In a rare turn of events, DNA testing revealed that an animal initially mistaken for a koala was in fact a super-rare purebred alpine dingo.
A farmer found the animal abandoned on a dirt track in Jamieson last June. He mistook the puppy as a koala at first because it had such a dark coat.
He dubbed the dingo “Sooty” after his ashen coat and the wildfires that have occurred in the area.
The unique sable-black coat also confused researchers at first, who assumed that the 6- to 8-week-old puppy was part domestic dog.
Alpine dingoes are one of the rarest types of dingo, and it’s especially rare to spot one in the wild.
Sooty, as a dingo with a black coat, is even rarer.
Lyn Watson, founder of the Australian Dingo Foundation, called Sooty’s discovery an “absolute miracle.” After all, the location where Sooty was discovered is also a known trapping area where adult dingoes are hunted.
Watson speculated that the pup was probably left to fend for himself after his parents had been caught by trappers.

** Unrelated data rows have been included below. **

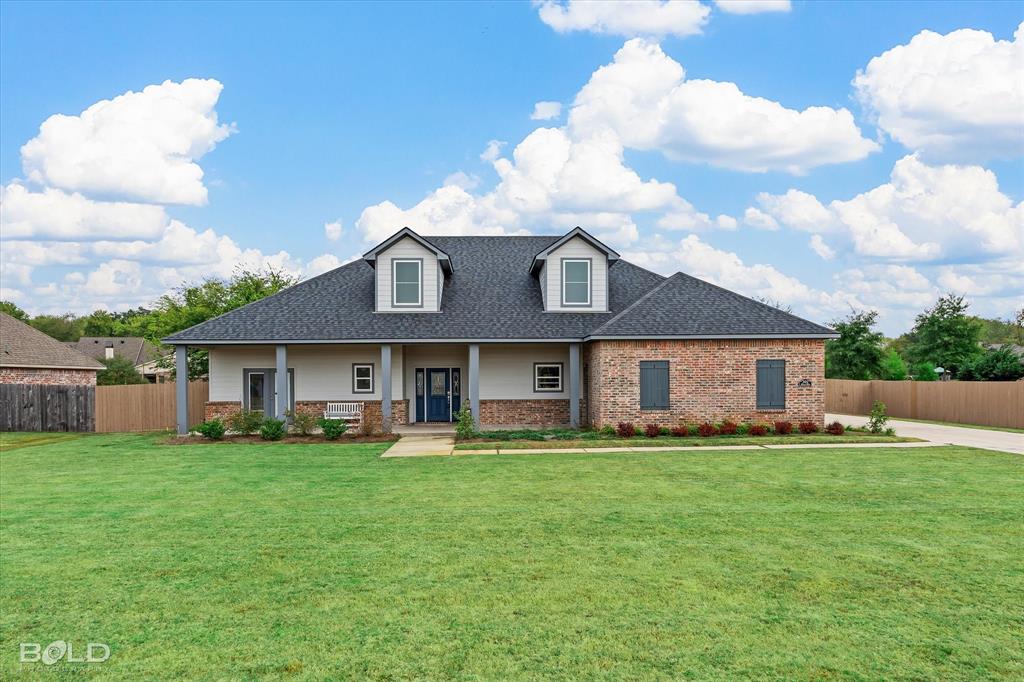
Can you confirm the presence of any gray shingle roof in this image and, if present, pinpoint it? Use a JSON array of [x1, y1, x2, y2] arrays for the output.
[[164, 237, 829, 343], [591, 272, 834, 338], [69, 336, 162, 365], [0, 312, 103, 370]]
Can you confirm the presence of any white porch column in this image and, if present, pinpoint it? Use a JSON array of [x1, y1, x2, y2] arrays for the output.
[[273, 343, 289, 419], [469, 343, 480, 429], [380, 343, 391, 433], [174, 346, 188, 435], [569, 343, 580, 429]]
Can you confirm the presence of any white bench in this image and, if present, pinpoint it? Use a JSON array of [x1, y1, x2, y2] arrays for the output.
[[324, 402, 362, 426]]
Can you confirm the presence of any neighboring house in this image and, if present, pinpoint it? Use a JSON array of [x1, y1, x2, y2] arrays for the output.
[[0, 312, 103, 386], [69, 336, 171, 384], [164, 227, 838, 430]]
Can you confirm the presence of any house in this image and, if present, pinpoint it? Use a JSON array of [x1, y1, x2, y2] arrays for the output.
[[69, 336, 171, 384], [0, 312, 103, 386], [0, 312, 103, 431], [164, 227, 837, 432]]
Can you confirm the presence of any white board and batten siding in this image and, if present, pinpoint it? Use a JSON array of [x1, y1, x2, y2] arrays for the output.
[[541, 237, 608, 312], [210, 344, 404, 401], [480, 343, 569, 400], [376, 237, 443, 311]]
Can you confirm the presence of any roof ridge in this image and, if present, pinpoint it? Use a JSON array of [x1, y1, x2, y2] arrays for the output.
[[588, 271, 682, 336]]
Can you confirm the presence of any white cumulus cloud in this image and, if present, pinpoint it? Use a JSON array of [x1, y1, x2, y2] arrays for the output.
[[535, 0, 711, 37], [715, 0, 793, 14], [748, 155, 1024, 263], [569, 39, 879, 174], [22, 78, 233, 205], [853, 24, 1024, 161], [0, 182, 168, 240], [529, 101, 562, 121], [324, 218, 341, 242]]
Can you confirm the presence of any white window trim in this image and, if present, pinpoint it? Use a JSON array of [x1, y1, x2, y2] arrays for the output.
[[562, 258, 594, 308], [534, 363, 565, 393], [391, 258, 423, 308], [352, 363, 374, 393]]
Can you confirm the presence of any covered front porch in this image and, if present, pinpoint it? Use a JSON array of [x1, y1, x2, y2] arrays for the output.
[[175, 342, 583, 434]]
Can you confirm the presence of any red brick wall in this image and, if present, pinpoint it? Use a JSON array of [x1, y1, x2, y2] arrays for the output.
[[480, 398, 569, 426], [206, 400, 409, 431], [0, 367, 96, 386], [585, 339, 825, 426]]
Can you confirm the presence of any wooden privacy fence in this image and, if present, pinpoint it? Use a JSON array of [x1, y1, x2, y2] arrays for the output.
[[96, 381, 210, 433], [0, 384, 96, 431], [825, 379, 1024, 429]]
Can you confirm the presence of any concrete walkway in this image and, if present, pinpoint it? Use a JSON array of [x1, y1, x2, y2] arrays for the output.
[[381, 435, 455, 457], [825, 415, 1024, 455]]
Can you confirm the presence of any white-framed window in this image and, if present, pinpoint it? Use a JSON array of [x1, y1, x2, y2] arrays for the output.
[[352, 364, 374, 393], [534, 363, 562, 393], [391, 258, 423, 307], [562, 258, 590, 305]]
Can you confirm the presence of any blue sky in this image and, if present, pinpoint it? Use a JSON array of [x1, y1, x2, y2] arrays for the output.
[[0, 1, 1024, 333]]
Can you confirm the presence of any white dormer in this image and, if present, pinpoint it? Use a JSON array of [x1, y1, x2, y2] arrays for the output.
[[362, 227, 452, 312], [530, 227, 618, 312]]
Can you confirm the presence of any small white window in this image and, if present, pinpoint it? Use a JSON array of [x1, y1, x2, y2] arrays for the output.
[[534, 363, 562, 393], [352, 365, 374, 393], [562, 258, 590, 305], [391, 259, 423, 307]]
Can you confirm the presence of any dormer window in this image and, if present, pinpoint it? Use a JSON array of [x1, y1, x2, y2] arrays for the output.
[[562, 258, 591, 306], [391, 258, 423, 308]]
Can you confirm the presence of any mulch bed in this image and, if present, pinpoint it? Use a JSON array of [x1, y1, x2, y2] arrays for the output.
[[164, 433, 398, 445]]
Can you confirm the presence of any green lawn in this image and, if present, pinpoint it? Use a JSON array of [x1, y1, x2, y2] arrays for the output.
[[0, 435, 1024, 680]]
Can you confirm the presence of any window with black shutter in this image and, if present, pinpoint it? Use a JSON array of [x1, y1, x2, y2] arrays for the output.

“[He was] found in a zone where dingoes are actively baited, trapped and shot,” she said. “It is likely that Sooty was orphaned and left to starve as a result of his parents being culled.”

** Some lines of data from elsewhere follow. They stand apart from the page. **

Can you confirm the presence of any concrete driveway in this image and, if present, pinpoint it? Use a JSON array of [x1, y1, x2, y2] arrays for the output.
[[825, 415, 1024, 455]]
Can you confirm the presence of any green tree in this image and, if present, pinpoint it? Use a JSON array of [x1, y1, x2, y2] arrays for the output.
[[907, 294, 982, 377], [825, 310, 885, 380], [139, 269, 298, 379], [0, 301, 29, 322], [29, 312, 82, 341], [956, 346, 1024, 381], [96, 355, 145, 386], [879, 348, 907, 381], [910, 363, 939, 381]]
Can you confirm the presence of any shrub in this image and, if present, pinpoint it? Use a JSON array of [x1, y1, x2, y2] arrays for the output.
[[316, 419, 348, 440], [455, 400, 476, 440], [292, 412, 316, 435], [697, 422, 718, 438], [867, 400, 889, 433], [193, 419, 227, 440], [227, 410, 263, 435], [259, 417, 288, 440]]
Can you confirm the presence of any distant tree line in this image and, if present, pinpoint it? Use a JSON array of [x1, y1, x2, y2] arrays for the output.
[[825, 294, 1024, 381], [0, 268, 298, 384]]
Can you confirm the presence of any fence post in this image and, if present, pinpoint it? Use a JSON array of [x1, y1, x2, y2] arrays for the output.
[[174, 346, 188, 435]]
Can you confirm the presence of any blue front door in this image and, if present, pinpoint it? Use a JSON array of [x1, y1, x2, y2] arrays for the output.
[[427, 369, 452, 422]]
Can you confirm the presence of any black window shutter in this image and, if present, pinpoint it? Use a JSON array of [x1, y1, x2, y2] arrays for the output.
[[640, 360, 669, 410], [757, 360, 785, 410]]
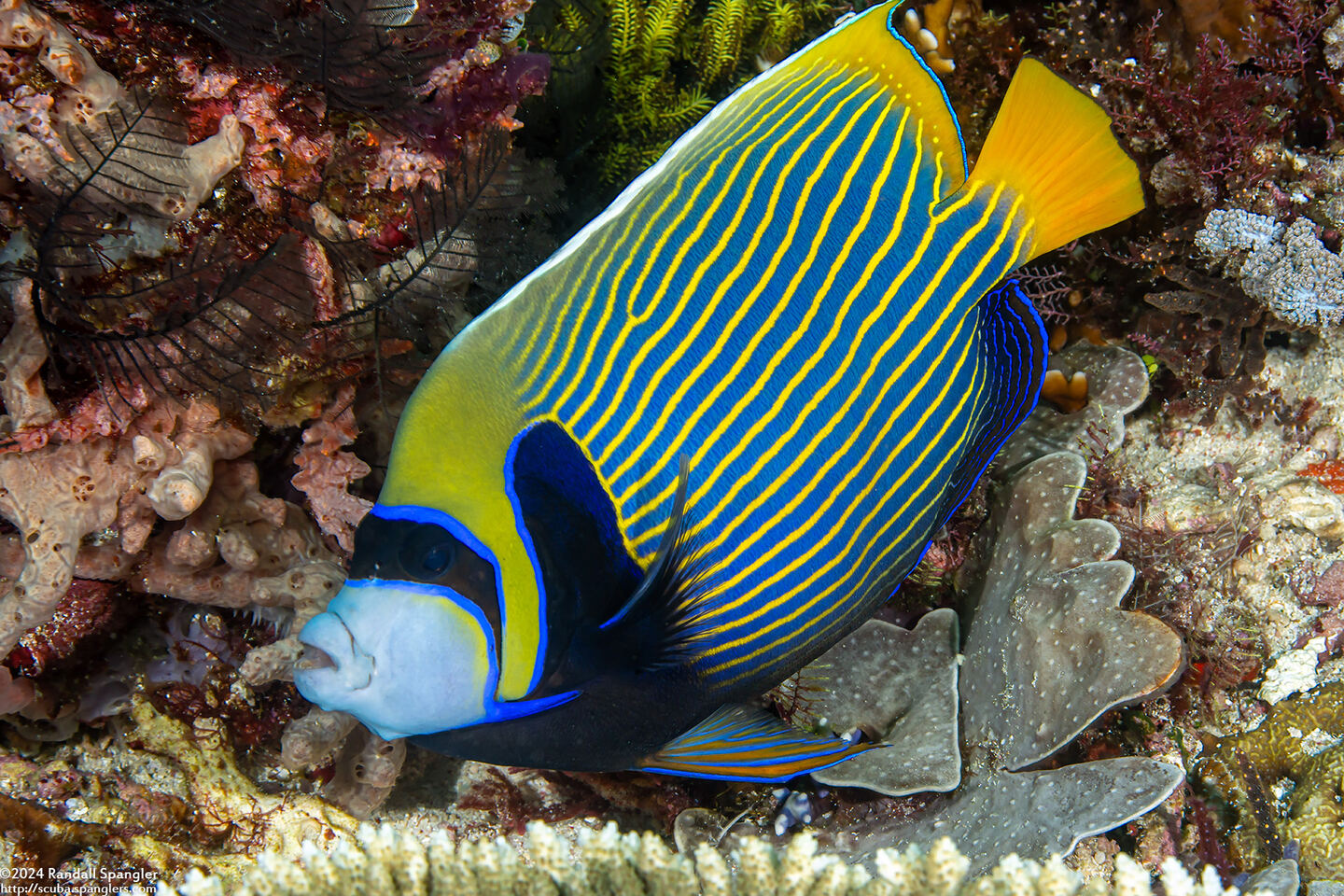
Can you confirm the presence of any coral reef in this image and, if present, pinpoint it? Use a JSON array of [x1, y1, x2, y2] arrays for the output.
[[0, 0, 1344, 896], [129, 823, 1235, 896], [1198, 682, 1344, 878], [1195, 208, 1344, 328], [540, 0, 838, 184], [804, 609, 961, 796]]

She told the news outlet that she was “incredibly overjoyed” by this discovery, which comes one year after another alpine dingo was found in the wild.
“For 10 years Victorians have been misled to believe that Alpine Dingoes have virtually disappeared from the Victorian landscape,” she adds. “So to have another wild Alpine Dingo cub, testing as pure, randomly found just a year after Wandi Dingo, is an absolute miracle.”

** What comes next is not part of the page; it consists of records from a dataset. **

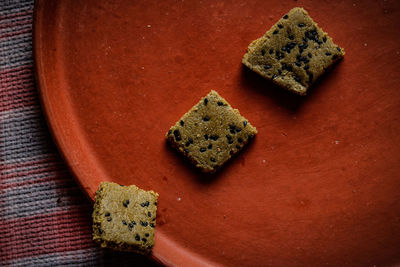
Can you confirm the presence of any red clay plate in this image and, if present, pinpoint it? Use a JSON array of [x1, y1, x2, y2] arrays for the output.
[[34, 0, 400, 266]]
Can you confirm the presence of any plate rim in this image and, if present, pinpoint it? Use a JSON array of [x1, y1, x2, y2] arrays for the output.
[[32, 0, 217, 267]]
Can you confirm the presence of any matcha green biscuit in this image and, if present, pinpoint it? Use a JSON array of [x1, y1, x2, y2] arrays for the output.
[[93, 182, 158, 254], [166, 91, 257, 173], [242, 7, 344, 95]]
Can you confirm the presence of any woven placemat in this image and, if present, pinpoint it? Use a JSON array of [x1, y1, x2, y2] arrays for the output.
[[0, 0, 159, 266]]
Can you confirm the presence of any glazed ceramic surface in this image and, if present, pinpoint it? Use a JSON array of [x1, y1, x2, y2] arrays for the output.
[[34, 0, 400, 266]]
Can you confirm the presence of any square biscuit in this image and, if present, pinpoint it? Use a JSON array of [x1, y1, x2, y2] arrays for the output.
[[92, 182, 158, 254], [242, 7, 344, 95], [166, 91, 257, 173]]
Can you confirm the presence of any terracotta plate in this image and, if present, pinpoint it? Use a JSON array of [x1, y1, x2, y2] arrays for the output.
[[34, 0, 400, 266]]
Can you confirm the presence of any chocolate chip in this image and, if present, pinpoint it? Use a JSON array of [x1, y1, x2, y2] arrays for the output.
[[307, 72, 314, 83], [275, 51, 285, 60], [210, 135, 219, 141], [174, 130, 182, 141], [299, 43, 308, 53]]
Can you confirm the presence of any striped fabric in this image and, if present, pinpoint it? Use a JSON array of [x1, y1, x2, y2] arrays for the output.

Dingoes are classified as an endangered species in Australia, with alpine dingoes considered the most vulnerable, due to their natural habitat coinciding with the eastern seaboard, where 80 percent of Australia’s population resides.
It is estimated that the number of wild dingoes in all of Australia lies somewhere between 10,000 and 50,000.
Sooty’s discovery gives hope to conservationists, who say he’ll be included in a breeding program designed to prevent alpine dingoes from descending into total extinction.